How to Host Label Studio on AWS Elastic Beanstalk with Persistent Storage and RDS PostgreSQL
Published on July 06, 2022
By Hyuntaek Park
Senior full-stack engineer at Twigfarm
At Twigfarm, we wanted to host the Label Studio on the AWS Elastic Beanstalk. I googled it for how and found only one article: https://medium.com/@KerleIndia/how-to-host-label-studio-on-aws-elastic-beanstalk-41abcbcced4
It provides a simple method to host the Label Studio on the AWS Elastic Beanstalk but with data persistence problems. The storage is only temporary; login status and files are gone within a few hours.

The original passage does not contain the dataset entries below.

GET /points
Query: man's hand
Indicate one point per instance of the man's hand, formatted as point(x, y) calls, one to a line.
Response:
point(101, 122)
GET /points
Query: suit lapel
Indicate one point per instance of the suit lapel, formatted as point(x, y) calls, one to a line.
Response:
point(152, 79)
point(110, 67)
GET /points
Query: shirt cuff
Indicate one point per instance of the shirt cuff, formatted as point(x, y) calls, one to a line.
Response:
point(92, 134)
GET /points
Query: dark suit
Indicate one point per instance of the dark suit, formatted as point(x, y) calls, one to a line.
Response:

An alternative solution is to use Heroku. With just a few clicks you can easily deploy the Label Studio application on Heroku. However, we want to control the database and files directly. Thus, we could not give AWS Elastic Beanstalk option.
In this tutorial, I go over how to deploy the Label Studio application on AWS Elastic Beanstalk while keeping persistent storage and separating the database. Custom domains and HTTPs settings are beyond the scope of this tutorial. You can refer to this link for some hints: https://io.twigfarm.net/aws/https-ec2/
Architecture
Here is a simple diagram of how we host the Label Studio is deployed on AWS Elastic Beanstalk setup.

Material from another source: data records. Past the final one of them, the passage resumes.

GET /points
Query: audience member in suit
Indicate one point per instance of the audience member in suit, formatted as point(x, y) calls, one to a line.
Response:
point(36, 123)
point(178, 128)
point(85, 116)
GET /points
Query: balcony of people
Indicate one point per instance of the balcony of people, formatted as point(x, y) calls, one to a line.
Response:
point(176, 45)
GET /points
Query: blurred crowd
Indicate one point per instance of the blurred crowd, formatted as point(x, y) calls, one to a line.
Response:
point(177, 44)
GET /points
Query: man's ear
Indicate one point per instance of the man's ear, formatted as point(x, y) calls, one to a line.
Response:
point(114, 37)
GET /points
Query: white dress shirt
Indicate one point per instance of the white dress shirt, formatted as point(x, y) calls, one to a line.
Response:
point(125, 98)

One thing to note is that here I am using the instances that are as small as possible for the demo purpose. You might need to set up with larger instances and load balancers correctly if you are trying to do the production deployment.

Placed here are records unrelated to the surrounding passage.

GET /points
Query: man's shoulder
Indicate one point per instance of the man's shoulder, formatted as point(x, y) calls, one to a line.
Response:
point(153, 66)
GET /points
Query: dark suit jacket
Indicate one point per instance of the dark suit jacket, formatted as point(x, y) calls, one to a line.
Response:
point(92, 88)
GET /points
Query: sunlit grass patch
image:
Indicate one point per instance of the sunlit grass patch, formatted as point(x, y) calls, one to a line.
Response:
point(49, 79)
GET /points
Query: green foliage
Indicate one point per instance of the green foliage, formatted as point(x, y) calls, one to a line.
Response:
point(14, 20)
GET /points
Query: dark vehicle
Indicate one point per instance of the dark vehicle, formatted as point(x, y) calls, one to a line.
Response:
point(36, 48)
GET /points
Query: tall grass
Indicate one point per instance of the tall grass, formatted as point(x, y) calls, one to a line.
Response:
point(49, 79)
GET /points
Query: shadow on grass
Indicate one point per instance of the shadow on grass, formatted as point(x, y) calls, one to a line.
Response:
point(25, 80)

Let us start by setting up the RDS Postgres first.
AWS RDS Postgres Setup
Go to RDS and create a PostgreSQL database. Leave the settings as default except for the followings:
- Choose PostgreSQL
- Set username
- Set the master password
- Confirm password
- Initial database name in Additional configuration (Important!): I used “labelstudio_db”
Then wait for a while until the database creation gets finished.
Docker Build
Go ahead and clone the Label Studio GitHub Repository.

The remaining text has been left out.